Un ouvrage monumental – et des plus utiles pour un large éventail de lecteurs aux intérêts très divers. Il constitue en réalité une encyclopédie de la pensée politique et en grande partie sociale allemande dans ses origines, ses tendances, ses fondements sociaux, ses poids, ses multiples expressions – un éventail impressionnant de sources toujours à l’appui. Le cadre de ces lignes ne permet que d’effleurer, et à titre d’exemples, certains éléments d’un argumentaire toujours très nuancé. Baechler met en valeur la vaste recherche sur la grande variété de domaines attenants à sa thématique. Son argumentaire très nuancé et le langage aussi précis que littéraire font de la lecture un plaisir permanent.
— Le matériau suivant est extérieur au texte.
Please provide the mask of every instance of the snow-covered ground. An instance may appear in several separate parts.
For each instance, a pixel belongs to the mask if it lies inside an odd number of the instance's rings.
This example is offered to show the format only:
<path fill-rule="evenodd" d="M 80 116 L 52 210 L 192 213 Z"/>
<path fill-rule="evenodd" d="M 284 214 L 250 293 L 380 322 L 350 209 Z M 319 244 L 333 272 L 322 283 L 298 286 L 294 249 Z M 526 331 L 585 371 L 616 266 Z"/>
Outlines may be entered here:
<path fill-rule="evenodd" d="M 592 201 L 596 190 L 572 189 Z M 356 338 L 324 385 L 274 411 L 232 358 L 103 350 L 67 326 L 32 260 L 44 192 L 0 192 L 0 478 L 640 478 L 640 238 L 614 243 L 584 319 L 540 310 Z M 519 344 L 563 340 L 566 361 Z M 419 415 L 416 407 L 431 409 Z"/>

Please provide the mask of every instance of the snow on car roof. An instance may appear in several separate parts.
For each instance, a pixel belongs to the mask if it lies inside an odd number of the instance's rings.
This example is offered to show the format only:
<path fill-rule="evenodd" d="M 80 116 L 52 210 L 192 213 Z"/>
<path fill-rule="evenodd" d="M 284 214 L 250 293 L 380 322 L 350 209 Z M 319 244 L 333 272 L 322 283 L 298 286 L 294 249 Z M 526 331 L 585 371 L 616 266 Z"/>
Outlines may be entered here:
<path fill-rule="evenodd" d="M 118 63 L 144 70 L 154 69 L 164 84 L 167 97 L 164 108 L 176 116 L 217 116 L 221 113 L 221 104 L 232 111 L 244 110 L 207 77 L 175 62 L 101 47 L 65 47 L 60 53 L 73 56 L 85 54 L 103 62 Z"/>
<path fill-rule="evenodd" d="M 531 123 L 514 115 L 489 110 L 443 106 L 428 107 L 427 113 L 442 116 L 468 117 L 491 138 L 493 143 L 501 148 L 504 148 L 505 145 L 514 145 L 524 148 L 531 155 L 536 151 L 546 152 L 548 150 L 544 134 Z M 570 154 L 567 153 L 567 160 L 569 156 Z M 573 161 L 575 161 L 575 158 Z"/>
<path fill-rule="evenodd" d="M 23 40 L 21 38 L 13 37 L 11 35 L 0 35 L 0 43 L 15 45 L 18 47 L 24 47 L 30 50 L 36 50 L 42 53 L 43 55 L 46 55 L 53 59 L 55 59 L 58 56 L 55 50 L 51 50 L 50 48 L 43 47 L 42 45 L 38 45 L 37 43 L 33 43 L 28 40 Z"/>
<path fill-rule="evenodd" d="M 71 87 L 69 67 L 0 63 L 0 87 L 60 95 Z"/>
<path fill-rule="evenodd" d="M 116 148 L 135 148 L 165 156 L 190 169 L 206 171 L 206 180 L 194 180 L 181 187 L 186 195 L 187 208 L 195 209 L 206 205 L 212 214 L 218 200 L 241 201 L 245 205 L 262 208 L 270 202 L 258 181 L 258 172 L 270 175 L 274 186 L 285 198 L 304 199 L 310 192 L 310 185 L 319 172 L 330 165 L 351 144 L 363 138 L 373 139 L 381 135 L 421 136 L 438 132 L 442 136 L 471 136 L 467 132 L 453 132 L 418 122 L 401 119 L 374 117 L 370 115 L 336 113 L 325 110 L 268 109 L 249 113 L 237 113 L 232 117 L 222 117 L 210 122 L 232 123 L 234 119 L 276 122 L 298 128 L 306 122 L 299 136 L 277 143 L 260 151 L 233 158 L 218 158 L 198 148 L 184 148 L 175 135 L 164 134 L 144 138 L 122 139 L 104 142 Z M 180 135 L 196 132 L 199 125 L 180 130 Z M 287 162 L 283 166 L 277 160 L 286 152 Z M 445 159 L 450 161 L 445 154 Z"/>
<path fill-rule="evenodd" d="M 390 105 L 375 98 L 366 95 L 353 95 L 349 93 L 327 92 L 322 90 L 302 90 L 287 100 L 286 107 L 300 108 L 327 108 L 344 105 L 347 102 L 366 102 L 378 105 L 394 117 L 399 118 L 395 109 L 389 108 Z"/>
L’auteur structure à partir du XVIIIe siècle les origines, la formation et les évolutions professionnelles, culturelles, politiques, juridiques, socio-économiques de ce qui, au XIXe siècle, deviendra le Bildungsbürgertum. Il développe les imbrications dynamiques de l’histoire intellectuelle, juridique, sociale et administrative qui sont à ses origines. Les spécificités respectives dans les différents États et régions allemands montrent l’importance de cette bourgeoisie dynamique pour leur ascension et stabilité. Si les juristes, les pasteurs, les enseignants des universités et des lycées ainsi qu’une partie des médecins en sont à l’origine, le retard de la modernisation économique et sociale et de la formation d’un État national contribue à expliquer cette »particularité allemande«. Les analyses sont continuellement corroborées par des statistiques permettant une différenciation chronologique, sociale, professionnelle et régionale.

Si l’ouvrage suit en principe un plan chronologique, les approches structurelles façonnent l’argumentaire. Baechler fait ressortir ainsi la complexité de ce groupe social dans toutes ses nuances qu’un bref résumé ne peut développer in extenso: Les grandes idées et conceptions philosophiques dans leurs imbrications avec les programmes politiques; les fondements sociaux et les dynamiques évolutives de ces idées, liées aux organisations fluctuantes et diversifiées qui peuvent les porter; le grand éventail de destins qu’elles connaissaient, dont les variations et la continuité des privilèges notamment de l’enseignement secondaire, des universitaires et des juristes. L’intégration de juifs dans certains des Burschenschaften nationalistes d’étudiants fut un élément important, tout comme la prise de distance de la part du catholicisme comme l’incarna par exemple le Syllabus errorum.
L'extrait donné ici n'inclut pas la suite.